Bahasa
Robin Hood
Oleh Abdul
Haris Booegies
Dari
deretan epos dunia, hikayat Robin Hood tertoreh sebagai sebuah
warisan budaya bagi kemanusiaan. Robin Hood adalah legenda mapan
yang setara dengan masterpiece semacam Superman, Mahabharata,
Cinderella, The Odyssey, Samson, Don Quixote de la Mancha atau
Ivanhoe.
Dongeng
populer Robin Hood diperkirakan muncul pada tahun 1300. Eksistensi
Robin Hood mulai merekah ketika tahun menunjukkan angka 1500. Di
kala itu, ia mashur sebagai pahlawan.
Pada
1883, Howard Pyle menerbitkan komik berjudul Adventure of Robin
Hood. Karya Pyle tersebut kemudian menjadi acuan. Sementara
layar perak memfilmkannya pada 1909.
Robin
Hood hidup pada saat peradaban Inggris masih dikuasai tuan tanah.

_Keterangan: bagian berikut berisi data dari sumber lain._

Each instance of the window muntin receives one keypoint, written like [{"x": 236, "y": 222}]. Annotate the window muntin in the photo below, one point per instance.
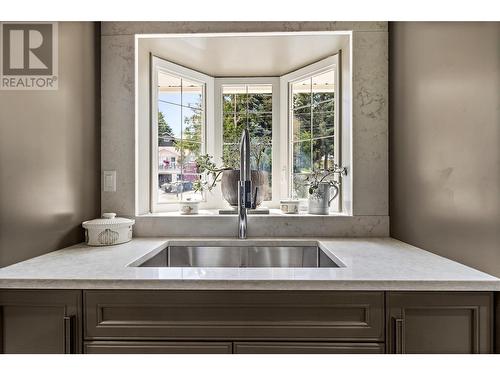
[
  {"x": 180, "y": 127},
  {"x": 312, "y": 122},
  {"x": 248, "y": 105}
]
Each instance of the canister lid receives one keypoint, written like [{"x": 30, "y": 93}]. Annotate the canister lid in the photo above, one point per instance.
[{"x": 108, "y": 219}]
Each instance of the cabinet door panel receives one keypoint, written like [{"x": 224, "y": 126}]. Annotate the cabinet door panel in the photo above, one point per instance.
[
  {"x": 440, "y": 323},
  {"x": 138, "y": 347},
  {"x": 307, "y": 348},
  {"x": 234, "y": 315},
  {"x": 36, "y": 322}
]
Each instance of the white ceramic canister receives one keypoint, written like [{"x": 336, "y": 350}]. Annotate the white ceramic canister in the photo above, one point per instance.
[
  {"x": 108, "y": 230},
  {"x": 289, "y": 206}
]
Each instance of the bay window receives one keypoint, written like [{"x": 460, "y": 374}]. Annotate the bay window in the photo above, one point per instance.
[{"x": 293, "y": 122}]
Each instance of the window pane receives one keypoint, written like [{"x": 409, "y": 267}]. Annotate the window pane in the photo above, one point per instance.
[
  {"x": 323, "y": 87},
  {"x": 323, "y": 124},
  {"x": 231, "y": 155},
  {"x": 299, "y": 186},
  {"x": 302, "y": 157},
  {"x": 260, "y": 125},
  {"x": 301, "y": 126},
  {"x": 323, "y": 153},
  {"x": 186, "y": 187},
  {"x": 190, "y": 151},
  {"x": 233, "y": 126},
  {"x": 260, "y": 98},
  {"x": 169, "y": 121},
  {"x": 192, "y": 125},
  {"x": 192, "y": 94},
  {"x": 180, "y": 125},
  {"x": 301, "y": 93},
  {"x": 169, "y": 88},
  {"x": 228, "y": 103},
  {"x": 169, "y": 172},
  {"x": 248, "y": 105},
  {"x": 237, "y": 96}
]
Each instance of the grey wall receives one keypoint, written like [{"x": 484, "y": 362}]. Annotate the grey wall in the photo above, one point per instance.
[
  {"x": 50, "y": 153},
  {"x": 445, "y": 139}
]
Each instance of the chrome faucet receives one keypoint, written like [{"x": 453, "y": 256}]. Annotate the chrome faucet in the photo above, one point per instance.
[{"x": 245, "y": 200}]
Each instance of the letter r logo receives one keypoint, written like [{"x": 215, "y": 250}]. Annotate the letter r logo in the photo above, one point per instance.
[{"x": 27, "y": 49}]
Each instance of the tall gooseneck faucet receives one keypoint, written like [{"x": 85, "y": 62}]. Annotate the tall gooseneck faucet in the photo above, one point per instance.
[{"x": 245, "y": 200}]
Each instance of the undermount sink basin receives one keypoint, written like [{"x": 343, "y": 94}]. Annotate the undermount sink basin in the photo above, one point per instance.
[{"x": 239, "y": 256}]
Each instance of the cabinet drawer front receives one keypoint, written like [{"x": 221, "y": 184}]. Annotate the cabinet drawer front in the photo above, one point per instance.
[
  {"x": 220, "y": 315},
  {"x": 439, "y": 322},
  {"x": 160, "y": 347},
  {"x": 307, "y": 348}
]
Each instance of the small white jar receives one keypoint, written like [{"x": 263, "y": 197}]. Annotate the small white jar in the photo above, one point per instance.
[
  {"x": 188, "y": 207},
  {"x": 108, "y": 230},
  {"x": 289, "y": 206}
]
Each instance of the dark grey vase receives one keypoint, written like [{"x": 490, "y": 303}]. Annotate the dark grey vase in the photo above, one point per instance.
[{"x": 230, "y": 180}]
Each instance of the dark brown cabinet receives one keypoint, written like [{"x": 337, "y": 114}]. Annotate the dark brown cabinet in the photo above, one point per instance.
[
  {"x": 157, "y": 347},
  {"x": 234, "y": 315},
  {"x": 307, "y": 348},
  {"x": 441, "y": 323},
  {"x": 40, "y": 321},
  {"x": 253, "y": 322}
]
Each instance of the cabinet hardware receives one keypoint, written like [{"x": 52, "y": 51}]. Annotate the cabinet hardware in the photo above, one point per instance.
[
  {"x": 68, "y": 335},
  {"x": 400, "y": 336}
]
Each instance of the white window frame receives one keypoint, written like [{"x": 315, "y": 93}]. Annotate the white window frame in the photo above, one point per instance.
[
  {"x": 212, "y": 134},
  {"x": 275, "y": 82},
  {"x": 286, "y": 152},
  {"x": 208, "y": 139}
]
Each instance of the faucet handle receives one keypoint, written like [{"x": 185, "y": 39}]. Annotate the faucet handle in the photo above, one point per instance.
[{"x": 254, "y": 200}]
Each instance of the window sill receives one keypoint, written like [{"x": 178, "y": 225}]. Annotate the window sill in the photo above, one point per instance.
[{"x": 215, "y": 213}]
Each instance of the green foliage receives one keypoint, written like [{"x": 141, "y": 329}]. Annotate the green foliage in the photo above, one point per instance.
[
  {"x": 165, "y": 132},
  {"x": 255, "y": 112},
  {"x": 317, "y": 177},
  {"x": 206, "y": 167}
]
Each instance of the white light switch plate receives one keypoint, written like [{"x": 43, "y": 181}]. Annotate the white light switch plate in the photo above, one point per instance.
[{"x": 109, "y": 181}]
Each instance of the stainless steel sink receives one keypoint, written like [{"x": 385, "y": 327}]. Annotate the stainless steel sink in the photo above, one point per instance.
[{"x": 239, "y": 256}]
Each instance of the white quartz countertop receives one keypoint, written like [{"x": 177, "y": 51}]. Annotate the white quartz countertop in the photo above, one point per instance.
[{"x": 369, "y": 264}]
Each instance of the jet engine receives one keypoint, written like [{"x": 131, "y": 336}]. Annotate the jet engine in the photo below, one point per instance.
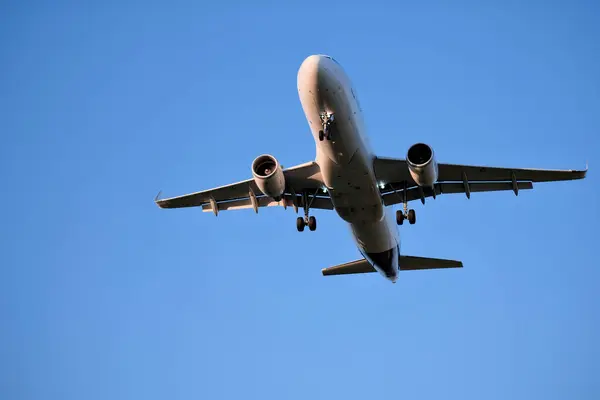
[
  {"x": 422, "y": 165},
  {"x": 268, "y": 176}
]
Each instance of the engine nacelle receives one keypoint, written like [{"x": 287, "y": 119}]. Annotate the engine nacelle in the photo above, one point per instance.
[
  {"x": 422, "y": 164},
  {"x": 268, "y": 176}
]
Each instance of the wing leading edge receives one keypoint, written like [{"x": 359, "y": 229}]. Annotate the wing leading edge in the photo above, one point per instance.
[
  {"x": 406, "y": 263},
  {"x": 303, "y": 184},
  {"x": 456, "y": 178}
]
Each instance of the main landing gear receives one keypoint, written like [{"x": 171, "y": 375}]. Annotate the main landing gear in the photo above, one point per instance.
[
  {"x": 326, "y": 121},
  {"x": 309, "y": 221},
  {"x": 406, "y": 213},
  {"x": 410, "y": 216}
]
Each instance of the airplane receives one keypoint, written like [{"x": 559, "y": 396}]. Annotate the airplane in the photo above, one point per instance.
[{"x": 348, "y": 177}]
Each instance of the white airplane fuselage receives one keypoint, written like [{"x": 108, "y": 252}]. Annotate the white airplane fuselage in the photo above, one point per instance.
[{"x": 346, "y": 161}]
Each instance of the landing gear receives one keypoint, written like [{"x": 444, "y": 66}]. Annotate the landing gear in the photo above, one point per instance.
[
  {"x": 300, "y": 224},
  {"x": 309, "y": 221},
  {"x": 326, "y": 121},
  {"x": 410, "y": 215}
]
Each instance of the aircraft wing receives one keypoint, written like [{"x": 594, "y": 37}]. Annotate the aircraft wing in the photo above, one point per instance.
[
  {"x": 246, "y": 194},
  {"x": 405, "y": 263},
  {"x": 456, "y": 178}
]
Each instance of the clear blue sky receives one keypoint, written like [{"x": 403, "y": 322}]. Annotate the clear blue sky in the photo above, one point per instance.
[{"x": 105, "y": 296}]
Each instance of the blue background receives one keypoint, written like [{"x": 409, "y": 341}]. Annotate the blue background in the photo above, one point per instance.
[{"x": 105, "y": 296}]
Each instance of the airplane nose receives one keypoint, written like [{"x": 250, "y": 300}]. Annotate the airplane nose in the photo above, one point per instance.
[{"x": 312, "y": 71}]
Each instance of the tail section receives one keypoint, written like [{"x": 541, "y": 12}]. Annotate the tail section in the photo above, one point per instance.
[
  {"x": 411, "y": 263},
  {"x": 406, "y": 263}
]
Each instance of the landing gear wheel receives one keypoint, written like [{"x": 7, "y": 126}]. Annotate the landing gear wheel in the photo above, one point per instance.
[
  {"x": 412, "y": 217},
  {"x": 312, "y": 223},
  {"x": 300, "y": 224},
  {"x": 399, "y": 217}
]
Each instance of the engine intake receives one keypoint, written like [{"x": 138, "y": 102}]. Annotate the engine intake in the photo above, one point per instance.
[
  {"x": 422, "y": 164},
  {"x": 268, "y": 176}
]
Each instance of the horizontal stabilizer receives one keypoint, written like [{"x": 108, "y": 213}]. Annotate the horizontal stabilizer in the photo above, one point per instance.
[
  {"x": 411, "y": 263},
  {"x": 353, "y": 267},
  {"x": 406, "y": 263}
]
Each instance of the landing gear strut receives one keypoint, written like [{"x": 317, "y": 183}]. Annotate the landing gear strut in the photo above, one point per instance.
[
  {"x": 406, "y": 213},
  {"x": 309, "y": 221},
  {"x": 326, "y": 121}
]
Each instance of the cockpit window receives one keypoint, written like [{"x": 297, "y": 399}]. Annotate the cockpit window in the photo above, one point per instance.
[{"x": 332, "y": 59}]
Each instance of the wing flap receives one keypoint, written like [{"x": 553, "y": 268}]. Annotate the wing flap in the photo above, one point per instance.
[
  {"x": 303, "y": 177},
  {"x": 322, "y": 203},
  {"x": 416, "y": 193},
  {"x": 454, "y": 172},
  {"x": 396, "y": 170},
  {"x": 406, "y": 263}
]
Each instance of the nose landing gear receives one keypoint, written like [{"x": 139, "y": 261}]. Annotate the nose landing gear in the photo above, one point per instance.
[{"x": 326, "y": 121}]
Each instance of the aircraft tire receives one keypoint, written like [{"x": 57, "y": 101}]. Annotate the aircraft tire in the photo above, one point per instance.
[
  {"x": 412, "y": 217},
  {"x": 399, "y": 217},
  {"x": 312, "y": 223},
  {"x": 300, "y": 224}
]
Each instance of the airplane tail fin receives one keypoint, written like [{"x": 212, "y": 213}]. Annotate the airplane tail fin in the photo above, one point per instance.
[{"x": 406, "y": 263}]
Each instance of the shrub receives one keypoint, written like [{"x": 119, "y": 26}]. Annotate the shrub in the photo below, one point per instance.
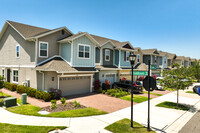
[
  {"x": 39, "y": 94},
  {"x": 13, "y": 87},
  {"x": 6, "y": 85},
  {"x": 63, "y": 101},
  {"x": 97, "y": 85},
  {"x": 76, "y": 104},
  {"x": 21, "y": 89},
  {"x": 46, "y": 96},
  {"x": 53, "y": 104}
]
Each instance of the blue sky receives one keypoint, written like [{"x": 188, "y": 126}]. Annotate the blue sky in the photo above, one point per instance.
[{"x": 168, "y": 25}]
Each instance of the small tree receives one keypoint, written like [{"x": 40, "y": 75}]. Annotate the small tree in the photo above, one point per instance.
[
  {"x": 178, "y": 78},
  {"x": 195, "y": 71}
]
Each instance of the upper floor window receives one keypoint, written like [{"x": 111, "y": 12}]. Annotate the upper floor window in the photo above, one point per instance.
[
  {"x": 15, "y": 76},
  {"x": 3, "y": 72},
  {"x": 107, "y": 55},
  {"x": 84, "y": 51},
  {"x": 138, "y": 58},
  {"x": 43, "y": 49},
  {"x": 17, "y": 51}
]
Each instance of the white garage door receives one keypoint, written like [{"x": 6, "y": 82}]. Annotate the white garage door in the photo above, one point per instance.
[
  {"x": 111, "y": 78},
  {"x": 74, "y": 85}
]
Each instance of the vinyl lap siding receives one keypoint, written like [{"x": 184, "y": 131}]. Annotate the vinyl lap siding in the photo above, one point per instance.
[
  {"x": 78, "y": 62},
  {"x": 66, "y": 51},
  {"x": 124, "y": 63}
]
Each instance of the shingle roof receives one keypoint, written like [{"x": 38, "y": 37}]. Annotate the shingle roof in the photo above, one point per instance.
[
  {"x": 55, "y": 64},
  {"x": 148, "y": 51},
  {"x": 28, "y": 30},
  {"x": 170, "y": 55},
  {"x": 180, "y": 58}
]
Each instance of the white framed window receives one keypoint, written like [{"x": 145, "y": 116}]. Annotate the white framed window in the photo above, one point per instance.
[
  {"x": 138, "y": 58},
  {"x": 3, "y": 72},
  {"x": 127, "y": 55},
  {"x": 84, "y": 51},
  {"x": 17, "y": 51},
  {"x": 15, "y": 76},
  {"x": 107, "y": 55},
  {"x": 43, "y": 49}
]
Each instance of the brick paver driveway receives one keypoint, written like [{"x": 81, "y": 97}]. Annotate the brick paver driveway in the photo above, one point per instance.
[{"x": 101, "y": 101}]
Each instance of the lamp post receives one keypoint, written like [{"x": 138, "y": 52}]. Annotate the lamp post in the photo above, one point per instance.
[{"x": 132, "y": 58}]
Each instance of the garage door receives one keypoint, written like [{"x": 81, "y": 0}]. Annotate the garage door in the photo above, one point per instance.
[
  {"x": 75, "y": 85},
  {"x": 111, "y": 78}
]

Jago panah itu diduga lahir pada 1160 di Locksley, Nothinghanshipe,
Inggris. Robin Hood sezaman dengan Richard I. Raja Inggris yang
bergelar Lion Heart tersebut, tertoreh sebagai panglima
angkatan bersenjata Perang Salib Kedua.
Delapan
abad setelah kematiannya, nama Robin Hood makin mengkilap. Sebab,
sepak-terjangnya sarat perjuangan. Apalagi, ia seorang yang peduli
terhadap golongan tertindas. Kesewenangan dibidiknya dengan panah
maut yang selalu mengincar jantung lawan. Derita rakyat diobati
dengan menjarah harta orang kaya atau tuan tanah. Hasil curiannya
lantas dibagikan kepada kaum papa.
Di
mata penguasa yang merasa dirugikan, sosok Robin Hood dinobatkan
sebagai perampok. Di sisi lain, masyarakat menilainya figur suci.
Pasalnya, ia berjuang atas nama rakyat yang disunat hak hidupnya
dalam menikmati hasil-hasil bumi. Robin Hood dijuluki maling,
tetapi, predikat buruk itu diikuti pula penghargaan mulia dari
penduduk setempat yang mencintainya.
Wujud
Robin Hood dengan dua sisi itu, kini bisa ditemukan pada alat
komunikasi, khususnya dalam bahasa pers. Kembara kompetisi yang
mengalir rancak memperlihatkan bahwa kalau seorang publik figur,
tokoh masyarakat atau “dan lain-lain yang terhormat” berbuat
jahat, maka, pers beramai-ramai membabatnya. Sekalipun gemuruh
cercaan datang bergelobang, tetapi, kadang-kadang terdapat juga media
massa yang melawan arus.
Dengan
bahan-bahan yang dikumpulkan dari sana-sini, media tersebut lalu
merakit suatu ulasan lain. Metode penyampaiannya berbeda. Soalnya,
ia menggunakan bahasa yang membela secara samar-samar sosok bejat
yang dilaknat publik. Hakikat bahasanya mengecoh lantaran menyimpang
dari kelaziman. Akibatnya, orang awam bersama golongan yang tak
paham persoalan sesungguhnya, bakal terlena oleh siasat si peracik
berita. Alhasil, figur merana yang digempur ejekan sinis, pada
akhirnya memperoleh simpati.
Media
yang memakai bahasa Robin Hood, biasanya memiliki hubungan
kekerabatan atau simpul emosional dengan tokoh kotor yang
disanjungnya. Mereka tidak murni ingin menegakkan keadilan, tetapi,
berambisi melepaskan si jahat dari belenggu kemelut sebagai balas
jasa.
Dalam
menunjang pembahasannya, maka, media itu selalu mencari sisi baik
figur sesat untuk ditampilkan. Sedangkan hal-hal jeleknya diedit
ketat. Kata-kata yang bersifat menekan diubah dengan kalimat yang
sedap dimengerti. Sebagai contoh, “lengah” diganti menjadi
“sudah diantisipasi, namun, mereka tetap lolos”. Sementara
orang-orang yang mengomentari figur kelam tersebut, dipojokkan secara
halus. Umpamanya, “ditanggapi oleh Fulan sebagai suatu pandangan
yang salah” diubah dengan “disambar saja oleh Fulan sebagai suatu
pandangan yang kurang benar”. Kemudian “sahabat” diganti
“konco”.
Perubahan
yang tampak sepele itu, pada esensinya punya efek yang sangat serius.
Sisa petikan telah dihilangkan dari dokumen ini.